Items in its autumn/winter collection feature a blue spray effect which, according to Vetements’ chief executive, Guram Gvasalia, is a reference to the anti-government protests in Hong Kong last year, where police fired water cannon containing blue dye at protesters as an identification technique.
Gvasalia told Vogue Runway the collection was inspired by “the hell we’re all living through”. The incendiary selection featured a T-shirt with the slogan “Gvasalia for Vetements” done in the style of Bernie Sanders’ campaign posters, a full-face black balaclava worn with ripped jeans, and an inverted anarchy symbol drawn on a model’s bare chest and a white dress-shirt printed with the NC-17 film rating logo. Gvasalia said the blue paint splatters were a reference to the Hong Kong police spray.
Diet Prada questioned the label’s use of the effect: “Is Vetements baiting publicity through outrage or is their fashion statement just plain insensitive?” The industry watchdog said the label had created politically inspired collections before, including its SS19 collection inspired by its founders having grown up in Georgia during a civil war, but this was inappropriate because it was not involved in the Hong Kong protests.

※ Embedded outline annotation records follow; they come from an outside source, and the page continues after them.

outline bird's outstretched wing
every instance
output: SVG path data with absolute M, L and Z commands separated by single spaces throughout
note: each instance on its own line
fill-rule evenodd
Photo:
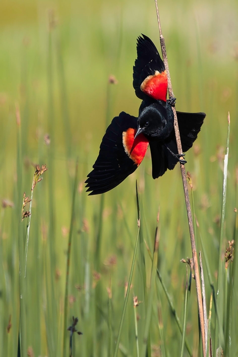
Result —
M 206 114 L 181 112 L 177 113 L 182 150 L 183 152 L 186 152 L 197 138 Z M 150 148 L 153 178 L 163 175 L 167 169 L 171 170 L 174 168 L 178 162 L 178 158 L 172 153 L 178 153 L 174 129 L 163 144 L 159 141 L 151 141 Z
M 140 99 L 147 96 L 166 101 L 168 80 L 164 62 L 149 37 L 137 39 L 137 58 L 133 67 L 133 86 Z
M 85 183 L 89 195 L 109 191 L 137 168 L 149 144 L 143 134 L 135 139 L 137 118 L 122 112 L 107 129 L 93 170 Z

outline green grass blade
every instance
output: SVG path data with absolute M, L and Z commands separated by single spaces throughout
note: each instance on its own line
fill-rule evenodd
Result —
M 187 295 L 188 295 L 188 285 L 187 285 L 187 265 L 186 264 L 186 288 L 185 290 L 185 298 L 184 298 L 184 310 L 183 312 L 183 323 L 182 324 L 182 342 L 181 343 L 181 350 L 180 352 L 180 357 L 183 356 L 183 351 L 184 349 L 184 341 L 186 334 L 186 324 L 187 321 Z
M 151 325 L 151 315 L 153 309 L 153 300 L 155 293 L 156 286 L 155 277 L 156 276 L 156 267 L 157 265 L 158 249 L 159 248 L 159 212 L 157 216 L 157 221 L 155 234 L 155 240 L 154 245 L 154 252 L 152 257 L 152 264 L 151 266 L 150 286 L 149 296 L 148 298 L 148 305 L 146 309 L 146 316 L 145 319 L 145 330 L 143 336 L 143 346 L 142 349 L 142 356 L 150 356 L 148 351 L 146 351 L 148 345 L 148 338 L 149 335 L 149 331 Z
M 150 255 L 150 258 L 151 260 L 152 260 L 152 255 L 151 254 L 151 252 L 149 251 L 149 249 L 147 249 L 148 252 L 149 253 L 149 254 Z M 175 308 L 174 306 L 174 304 L 173 303 L 173 301 L 170 297 L 170 295 L 169 294 L 169 292 L 167 290 L 167 289 L 165 286 L 165 284 L 164 282 L 164 281 L 162 279 L 162 277 L 161 276 L 161 274 L 160 274 L 159 269 L 158 268 L 156 269 L 157 273 L 157 276 L 159 278 L 159 280 L 160 280 L 160 282 L 161 284 L 161 286 L 162 287 L 163 290 L 164 290 L 164 292 L 165 292 L 165 295 L 166 296 L 166 298 L 167 299 L 167 301 L 169 302 L 169 304 L 170 305 L 170 308 L 171 309 L 171 312 L 173 314 L 173 316 L 175 317 L 175 321 L 177 322 L 177 324 L 178 325 L 178 329 L 181 333 L 181 334 L 182 334 L 182 325 L 181 325 L 181 323 L 180 322 L 179 318 L 178 317 L 178 314 L 176 312 L 176 310 L 175 309 Z M 185 339 L 185 345 L 186 346 L 186 348 L 187 350 L 187 352 L 188 352 L 188 354 L 190 357 L 192 357 L 192 350 L 191 349 L 191 347 L 190 347 L 188 342 L 187 342 L 186 339 Z
M 218 345 L 219 346 L 224 346 L 225 344 L 223 326 L 224 313 L 224 298 L 223 296 L 223 287 L 225 277 L 225 259 L 222 256 L 224 251 L 224 221 L 226 209 L 226 200 L 227 197 L 227 171 L 228 165 L 228 157 L 229 153 L 230 132 L 230 113 L 228 114 L 228 127 L 227 131 L 227 144 L 226 154 L 224 158 L 224 170 L 223 174 L 223 186 L 222 192 L 222 210 L 221 213 L 221 227 L 220 231 L 220 243 L 219 243 L 219 259 L 218 265 L 218 275 L 217 277 L 217 300 L 218 306 L 218 315 L 219 316 L 218 322 Z M 217 325 L 216 325 L 217 326 Z M 215 343 L 214 348 L 217 349 L 217 334 L 215 335 Z
M 76 192 L 77 191 L 77 184 L 78 181 L 78 162 L 77 161 L 75 167 L 75 174 L 74 179 L 74 186 L 73 191 L 72 199 L 72 208 L 71 213 L 70 226 L 69 233 L 68 235 L 68 250 L 67 252 L 67 264 L 66 268 L 66 280 L 65 288 L 64 293 L 64 305 L 63 311 L 63 351 L 64 357 L 67 356 L 66 340 L 67 340 L 67 319 L 68 313 L 68 282 L 69 279 L 69 268 L 70 264 L 71 247 L 72 244 L 72 236 L 73 234 L 73 228 L 75 218 L 75 202 Z
M 117 357 L 118 356 L 118 350 L 119 348 L 119 344 L 120 343 L 120 335 L 121 334 L 121 331 L 122 330 L 122 327 L 123 327 L 123 323 L 124 322 L 124 320 L 125 318 L 125 311 L 126 310 L 126 306 L 127 305 L 128 302 L 128 299 L 129 298 L 129 294 L 130 293 L 130 286 L 131 285 L 131 281 L 132 280 L 132 276 L 133 276 L 133 272 L 134 271 L 134 268 L 135 266 L 135 258 L 136 257 L 136 251 L 137 250 L 137 246 L 138 246 L 138 243 L 139 241 L 139 233 L 140 233 L 140 207 L 139 205 L 139 199 L 138 199 L 138 191 L 137 191 L 137 183 L 136 182 L 136 202 L 137 202 L 137 213 L 138 213 L 138 216 L 137 216 L 137 224 L 138 224 L 138 228 L 137 228 L 137 233 L 136 235 L 136 238 L 135 240 L 135 248 L 134 249 L 134 253 L 133 254 L 133 258 L 132 258 L 132 261 L 131 263 L 131 267 L 130 269 L 130 275 L 129 276 L 129 279 L 128 281 L 128 285 L 127 285 L 127 288 L 126 289 L 126 294 L 125 295 L 125 299 L 124 300 L 124 304 L 123 305 L 123 309 L 122 309 L 122 312 L 121 313 L 121 316 L 120 318 L 120 325 L 119 326 L 119 329 L 118 331 L 118 337 L 117 339 L 117 342 L 116 344 L 116 347 L 115 347 L 115 351 L 114 352 L 114 357 Z

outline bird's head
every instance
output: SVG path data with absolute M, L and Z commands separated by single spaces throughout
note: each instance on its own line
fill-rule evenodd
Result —
M 172 110 L 171 112 L 168 112 L 168 109 L 159 103 L 146 107 L 138 118 L 135 138 L 139 134 L 143 134 L 150 139 L 166 138 L 171 132 L 174 124 Z

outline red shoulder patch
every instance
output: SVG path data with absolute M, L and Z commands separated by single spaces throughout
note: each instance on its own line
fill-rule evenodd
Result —
M 164 102 L 166 102 L 167 87 L 167 74 L 165 70 L 162 73 L 156 71 L 154 75 L 146 77 L 140 86 L 141 90 L 147 95 Z
M 149 141 L 143 134 L 134 138 L 136 129 L 129 128 L 122 132 L 122 143 L 126 154 L 137 166 L 144 159 L 149 145 Z

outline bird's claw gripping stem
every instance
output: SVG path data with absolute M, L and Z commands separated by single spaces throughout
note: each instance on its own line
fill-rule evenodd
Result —
M 170 97 L 169 99 L 167 99 L 167 103 L 168 103 L 171 107 L 174 107 L 176 103 L 176 98 L 173 97 Z
M 185 154 L 176 154 L 175 155 L 176 155 L 177 158 L 178 159 L 178 161 L 180 164 L 183 164 L 183 165 L 184 165 L 185 164 L 187 163 L 187 162 L 186 161 L 186 160 L 184 160 L 180 158 L 181 156 L 182 156 L 182 157 L 185 156 Z

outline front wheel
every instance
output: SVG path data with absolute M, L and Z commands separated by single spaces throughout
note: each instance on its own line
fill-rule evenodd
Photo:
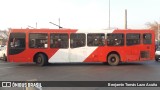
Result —
M 110 54 L 107 58 L 108 64 L 111 66 L 116 66 L 120 62 L 120 58 L 117 54 Z
M 39 66 L 47 65 L 47 57 L 41 53 L 36 55 L 36 64 Z
M 156 62 L 158 62 L 158 59 L 155 59 Z
M 7 61 L 7 56 L 5 54 L 3 55 L 3 60 Z

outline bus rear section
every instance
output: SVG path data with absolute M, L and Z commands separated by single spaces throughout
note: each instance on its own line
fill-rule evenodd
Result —
M 48 63 L 154 60 L 152 30 L 81 32 L 60 29 L 13 29 L 8 42 L 9 62 Z

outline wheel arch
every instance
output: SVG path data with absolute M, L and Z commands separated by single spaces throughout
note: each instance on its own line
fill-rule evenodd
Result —
M 48 56 L 47 56 L 47 54 L 44 53 L 44 52 L 37 52 L 37 53 L 33 56 L 33 62 L 36 62 L 36 56 L 37 56 L 38 54 L 43 54 L 43 55 L 45 55 L 45 57 L 47 58 L 47 62 L 48 62 Z
M 109 52 L 109 53 L 107 54 L 106 61 L 107 61 L 107 59 L 108 59 L 108 56 L 111 55 L 111 54 L 117 54 L 117 55 L 119 56 L 120 61 L 121 61 L 121 56 L 120 56 L 120 54 L 119 54 L 117 51 L 111 51 L 111 52 Z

“The inclusion as a fashion statement is confusing, the blue ink wasn’t something protesters voluntarily donned, and many are exiled or still serving time for participating in the protests.” Diet Prada readers commented that profits from the sales of the clothes should go to help the cause. One reader said: “It would’ve been a better move to have the profits go to the NGOs supporting the movements and people involved, otherwise it does look like a grab at the ‘aesthetic’ of protest and democracy movements.”
The industry publication Business of Fashion said consumers in mainland China would not take kindly to the reference as “any perceived support of democracy activists is likely to be denounced as being [anti-Chinese]”.
The Vetements’ collective became famous for its seductive co-opting of subcultures and anti-glamour stance using oversize hoodies and subversive use of pop culture and slogans, most infamously its adoption of the DHL delivery company logo on a high fashion T-shirt. Its anti-establishment aesthetic is well known but many are questioning whether its current collection provides mere shock value without substance.
Vetements’ original creative director, Demna Gvasalia, who is also Guram’s brother and the creative director of Balenciaga, left the company in 2019, announcing: “I feel that I have accomplished my mission of a conceptualist and design innovator.”
The Guardian has asked Vetements for comment.